Après cette conférence, une table ronde intitulée : « Covid-19 et droits humains » a rassemblé les représentants des ONG membres de la Plateforme des Droits de l’Homme : Guillaume Guichon, chargé de communication de la PDH et d’Agir Ensemble pour les Droits Humains, Tim Hugues, président d’AEDH, Antoine Bernard, directeur plaidoyer de Reporters Sans Frontières, Clémence Bouchard de Prison Insiders, Laurent Delbos, directeur plaidoyer de Forum Réfugiés Cosi, Céline Martin et Sandra Sjörgen, chargées de projets chez ERIM. Cette table ronde a été l’occasion d’une présentation publique du rapport « Covid 19 et droits humains » disponible sur le site de la Plateforme des Droits de l’Homme (voir liens plus bas) dans lequel il ressort que la pandémie a eu une impact très forte sur les libertés. En France, le pass sanitaire a restreint les libertés et c’est un constat qui est valable dans le monde entier. « Beaucoup de régimes ont profité de la pandémie pour resserrer l’espace civique », a expliqué Tim Hugues. La crise sanitaire et économique a entrainé une vulnérabilité des populations et une limitation de l’accès au droit. De plus l’isolement créé par la pandémie a compliqué la tâche des organisations civiles qui essaient depuis d’autres pays d’appuyer les défenseurs et défenseuses des droits humains.
Live Magazine
L’après-midi a été consacré au spectacle Live Magazine. « C’est comme un magazine vivant où se succèdent sur scène différents protagonistes issus du monde journalistique et chacun raconte une histoire vraie », nous a expliqué India Bouqurel rédactrice en chef de ce projet qui compte 94 représentations dans 18 villes d’Europe, depuis sa création en 2014. Chacun de ces spectacles est toutefois unique, car les intervenants et les thèmes varient. Pour cette édition lyonnaise, c’est Aysegul Sert, journaliste turque pour le New York Times entre autres, Claude Guibal, journaliste à la rédaction de France Inter, Olga Kravetz, photojournaliste russe et Sylvain Louvet, directeur éditorial de Brut et réalisateur, qui se sont prêtés au jeu.
Projéction de « Tous surveillés, 7 milliards de suspects »

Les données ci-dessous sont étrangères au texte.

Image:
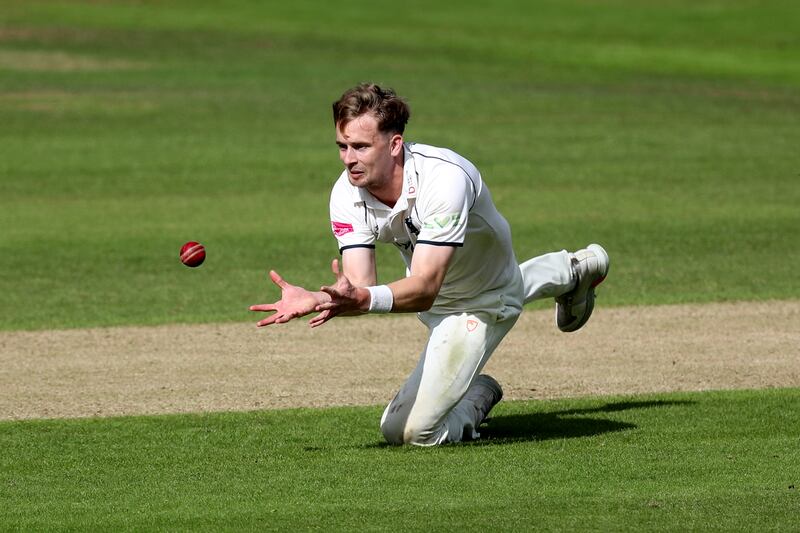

On a retrouvé Sylvain Louvet le soir même au Comœdia, à l’occasion de la projection de son film « Tous surveillés, 7 milliards de suspects » organisé en partenariat avec l’antenne jeune d’Amnesty International de l’Université Lyon 3. Dans ce documentaire, le réalisateur s’intéresse à la course aux technologies et à ses dérives. Il enquête sur le déploiement massif de dispositifs de surveillance en Chine, notamment dans la province du Xinjiang où les Ouïghours sont réprimés, mais aussi dans d’autres régions du monde, où la surveillance numérique est en pleine expansion. Ce documentaire a valu à son auteur d’obtenir le prestigieux prix Albert Londres en 2020. La projection a été suivie d’un débat toujours animé par Léa Lejeune, en présence du réalisateur, d’Hicham Ben Hassine, directeur technique d’AlgoSecure, société lyonnaise de cybersécurité et de Ludovic Pailler, professeur de Droit privé et de Sciences Criminelles à l’Université Lyon 3. Ils ont clôturé une journée riche en enseignements, en débattant sur le danger que représente la surveillance numérique pour les libertés fondamentales des citoyens.